3. Das LSG hat die unbestimmten Rechtsbegriffe der Notwendigkeit und Wirtschaftlichkeit (§ 182 Abs 2, § 368e RVO) nicht zutreffend angewandt. Es hat zwar ausreichende Überlegungen zur Frage der Zweckmäßigkeit speziell im Falle des Sohnes des Beigeladenen und der bei ihm vorliegenden infantilen Cerebralparese - im Nachhinein, also ohne das Erfordernis eines Erfahrungssatzes - angestellt. Der Frage der Notwendigkeit bzw Wirtschaftlichkeit ist es jedoch nicht in dem gebotenen Umfang nachgegangen. Wenn es seine Überzeugung von der Notwendigkeit der Behandlung lediglich darauf stützt, daß sie "mehr als andere Behandlungsmethoden zu leisten vermöge", so übersieht es, daß damit noch keine die Wirtschaftlichkeit begründbare Relation zwischen Kosten und Heilerfolg herzustellen ist. Einen insoweit nachprüfbaren Erfahrungssatz hat das LSG nicht angeführt. Abgesehen davon, daß der Sachverständige Professor Dr. B vor dem Berufungsgericht erklärte, ein Beweis der gelegentlich behaupteten Überlegenheit der Hippotherapie gegenüber der konventionellen krankengymnastischen Behandlung sei der Literatur nicht zu entnehmen, enthält das Urteil keinerlei Angaben, die eine Überprüfung der Kosten einerseits und andererseits der Vorteile gegenüber krankengymnastischen Erfolgen zuließen. Eine Abwägung beider Gesichtspunkte wurde vom LSG daher auch nicht vorgenommen. Sie wäre umso differenzierter anzustellen gewesen, als die Hippotherapie mit einem relativ hohen Kostenaufwand verbunden ist und nicht ausgeschlossen werden kann, daß die von ihr bewirkte Besserung nur ganz kurzfristiger Natur ist. Bei den ergänzenden Ermittlungen dürfte es zweckmäßig sein, die bei dem Ausschuß für Untersuchungs- und Heilmethoden eventuell vorliegenden Gutachten mit auszuwerten.
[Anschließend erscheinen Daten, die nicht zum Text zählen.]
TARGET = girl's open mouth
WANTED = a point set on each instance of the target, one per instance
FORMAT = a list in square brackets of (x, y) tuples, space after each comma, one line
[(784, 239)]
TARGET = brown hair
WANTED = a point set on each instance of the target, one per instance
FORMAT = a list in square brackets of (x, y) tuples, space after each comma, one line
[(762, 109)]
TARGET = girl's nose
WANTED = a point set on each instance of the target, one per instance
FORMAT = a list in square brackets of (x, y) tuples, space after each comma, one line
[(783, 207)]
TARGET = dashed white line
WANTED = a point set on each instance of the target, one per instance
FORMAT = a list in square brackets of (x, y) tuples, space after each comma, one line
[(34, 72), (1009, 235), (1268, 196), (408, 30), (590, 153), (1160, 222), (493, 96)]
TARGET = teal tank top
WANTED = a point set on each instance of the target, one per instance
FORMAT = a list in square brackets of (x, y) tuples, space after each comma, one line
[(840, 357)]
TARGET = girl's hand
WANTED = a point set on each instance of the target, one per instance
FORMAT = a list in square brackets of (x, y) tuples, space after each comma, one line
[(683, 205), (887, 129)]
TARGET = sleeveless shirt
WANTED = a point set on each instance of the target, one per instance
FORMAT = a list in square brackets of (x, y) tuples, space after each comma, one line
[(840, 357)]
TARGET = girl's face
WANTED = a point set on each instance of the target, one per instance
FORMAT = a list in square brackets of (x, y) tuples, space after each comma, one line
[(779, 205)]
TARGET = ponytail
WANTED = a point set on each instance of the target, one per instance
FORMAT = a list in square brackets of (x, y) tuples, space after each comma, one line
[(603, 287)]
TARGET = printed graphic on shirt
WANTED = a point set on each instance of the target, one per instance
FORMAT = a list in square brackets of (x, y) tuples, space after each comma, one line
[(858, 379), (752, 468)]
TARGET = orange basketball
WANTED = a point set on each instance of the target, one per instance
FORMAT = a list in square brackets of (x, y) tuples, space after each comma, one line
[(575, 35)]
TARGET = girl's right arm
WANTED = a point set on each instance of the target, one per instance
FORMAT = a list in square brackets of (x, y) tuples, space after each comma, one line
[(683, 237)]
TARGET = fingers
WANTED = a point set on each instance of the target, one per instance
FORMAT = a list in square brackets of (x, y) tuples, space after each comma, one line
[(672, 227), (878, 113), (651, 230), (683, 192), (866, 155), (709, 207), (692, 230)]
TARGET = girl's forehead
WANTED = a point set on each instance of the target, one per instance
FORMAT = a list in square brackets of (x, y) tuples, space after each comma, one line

4. Das vorstehende Urteil steht der Entscheidung des BSG 9 RVi 2/78 vom 7. November 1979 (SozR 3100 § 11 BVG Nr 13) nicht entgegen. Hier hatte der 9. Senat des BSG ausgesprochen, daß die Reittherapie eine Bewegungstherapie iS des § 11 Abs 1 Nr 3 des Bundesversorgungsgesetzes sei, wenn sie gezielt zur Bekämpfung einer Krankheit eingesetzt werde, daß - ferner - die Voraussetzungen einer ausreichenden und zweckmäßigen Leistungsgewährung iS des (entsprechend anzuwendenden) § 182 Abs 2 RVO nicht schon dann vorlägen, wenn die Reittherapie nicht aufwendiger sei als eine konventionelle Methode, so daß ein bloßer Kostenvergleich nicht ausreiche und daß - schließlich - die "Zweckmäßigkeit" grundsätzlich nicht deshalb verneint werden könne, weil die Reittherapie als neue Behandlungsmethode von der Schulmedizin noch nicht allgemein anerkannt sei. Eine Abweichung zwischen beiden Entscheidungen liegt daher, wie ohne weiteres ersichtlich, nicht vor.
5. Das Berufungsgericht wird bei seiner Entscheidung auch über die Kosten der Revision mitzubefinden haben.